Era maggio, si dibatteva del disastro in Emilia Romagna e l’Ispra aveva redatto una mappatura dei comuni a rischio alluvione – tra gli altri – in Toscana. L’Istituto superiore per la protezione e la ricerca ambientale aveva avvisato che il pericolo alluvioni riguardava il 100% dei residenti a Pisa e Cascina, a Chiesina Uzzanese, Ponte Buggianese e Agliana in provincia di Pistoia, a Campi Bisenzio in provincia di Firenze. Il tutto arricchito da una interessante e dettagliatissima mappa interattiva: usavi il cursore, puntavi una provincia e saltava fuori il numero della paura. Prato? Quota della popolazione esposta al rischio di alluvione il 96,1%. Scandicci? 92%. E così via fino al 100% di Campi di Bisenzio. Non proprio imprevedibile, insomma, come una nevicata a Rio de Janeiro. Semplicemente e tragicamente è venuta giù l’iradiddio di acqua in Toscana e quei comuni attenzionati sono andati sotto. Fine.
Senza girarci troppo intorno, la domanda che sorge spontanea è questa, così automatica da sembrare banale: cosa si è fatto da maggio a oggi? Che tipo di precauzioni si sono prese per evitare che la Toscana diventasse l’Emilia Romagna di questo umido autunno? Nulla, pare di capire. E allora per rispondere a una domanda che rischia di rimanere sospesa nell’aria come i palloni aerostatici, prendiamo a prestito una frase pronunciata dal ministro per la Protezione civile e per il Mare, Nello Musumeci. Dice il ministro: “Serve un’educazione ambientale, serve la cultura del rischio. Quella della prevenzione è un mio chiodo fisso.
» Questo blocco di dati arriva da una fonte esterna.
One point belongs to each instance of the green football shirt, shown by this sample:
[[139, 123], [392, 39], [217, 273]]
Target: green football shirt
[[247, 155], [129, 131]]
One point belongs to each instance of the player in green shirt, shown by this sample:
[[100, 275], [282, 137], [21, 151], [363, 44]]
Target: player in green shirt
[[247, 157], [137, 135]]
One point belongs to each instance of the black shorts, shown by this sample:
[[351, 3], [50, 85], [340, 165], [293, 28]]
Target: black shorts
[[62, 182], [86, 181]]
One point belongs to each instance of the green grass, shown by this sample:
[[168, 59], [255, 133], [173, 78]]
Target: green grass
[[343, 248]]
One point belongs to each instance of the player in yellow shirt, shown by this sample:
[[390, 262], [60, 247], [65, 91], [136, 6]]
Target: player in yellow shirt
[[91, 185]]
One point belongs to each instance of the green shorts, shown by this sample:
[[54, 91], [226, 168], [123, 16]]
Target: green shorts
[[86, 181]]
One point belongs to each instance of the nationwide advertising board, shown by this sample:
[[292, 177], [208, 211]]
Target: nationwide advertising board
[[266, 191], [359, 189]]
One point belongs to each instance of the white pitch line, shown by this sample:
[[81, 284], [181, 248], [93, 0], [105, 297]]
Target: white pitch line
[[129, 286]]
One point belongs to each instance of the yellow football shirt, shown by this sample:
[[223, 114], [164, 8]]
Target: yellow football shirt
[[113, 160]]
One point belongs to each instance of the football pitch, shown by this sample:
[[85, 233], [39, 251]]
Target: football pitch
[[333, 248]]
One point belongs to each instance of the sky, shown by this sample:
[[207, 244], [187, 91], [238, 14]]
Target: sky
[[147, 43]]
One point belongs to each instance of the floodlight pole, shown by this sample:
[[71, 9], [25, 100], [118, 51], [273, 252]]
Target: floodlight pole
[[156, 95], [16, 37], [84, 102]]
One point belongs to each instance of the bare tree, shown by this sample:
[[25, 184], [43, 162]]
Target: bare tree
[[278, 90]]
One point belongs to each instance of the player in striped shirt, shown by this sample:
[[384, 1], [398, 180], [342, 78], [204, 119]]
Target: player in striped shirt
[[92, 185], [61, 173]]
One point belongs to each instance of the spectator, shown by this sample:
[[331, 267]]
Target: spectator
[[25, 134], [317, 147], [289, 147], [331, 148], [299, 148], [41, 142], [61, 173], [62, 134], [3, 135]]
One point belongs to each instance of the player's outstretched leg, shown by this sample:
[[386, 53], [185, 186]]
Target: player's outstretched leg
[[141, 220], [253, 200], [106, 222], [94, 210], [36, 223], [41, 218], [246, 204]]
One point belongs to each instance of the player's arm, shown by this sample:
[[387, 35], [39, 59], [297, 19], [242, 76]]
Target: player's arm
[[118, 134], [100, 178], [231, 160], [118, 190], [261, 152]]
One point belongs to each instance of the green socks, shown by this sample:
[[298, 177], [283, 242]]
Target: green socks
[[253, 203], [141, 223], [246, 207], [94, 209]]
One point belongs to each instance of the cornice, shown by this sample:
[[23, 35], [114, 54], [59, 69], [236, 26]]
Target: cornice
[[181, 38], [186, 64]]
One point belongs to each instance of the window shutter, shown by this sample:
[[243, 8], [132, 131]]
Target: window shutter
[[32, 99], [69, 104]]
Noi siamo abituati a ricostruire, non a prevenire. E’ una tara antropologica”.
Questa ‘tara’, quella tendenza al non prevenire, per adesso ha fatto cinque morti in Toscana. E a questa ‘tara’ crediamo che qualcuno debba porre rimedio subito, non tra un anno, non tra qualche mese, non dopo. Perché il climate change c’è, perché ogni settimana siamo testimoni di una tropicalizzazione del meteo, perché se è importante costruire ponti sul futuro è determinante avere cura di cosa c’è già per evitare che una provincia, una regione, una nazione si trovi con le ginocchia nell’acqua oltre al contrario. Liguria, Veneto, Friuli Venezia Giulia, Calabria sono le regioni che non possono vivere a cuor leggero il dissesto idrogeologico. Sarebbe auspicabile non dover più citare Fabrizio De André: “Lo Stato che fa/si costerna/s’indigna/s’impegna/poi getta la spugna con gran dignità“.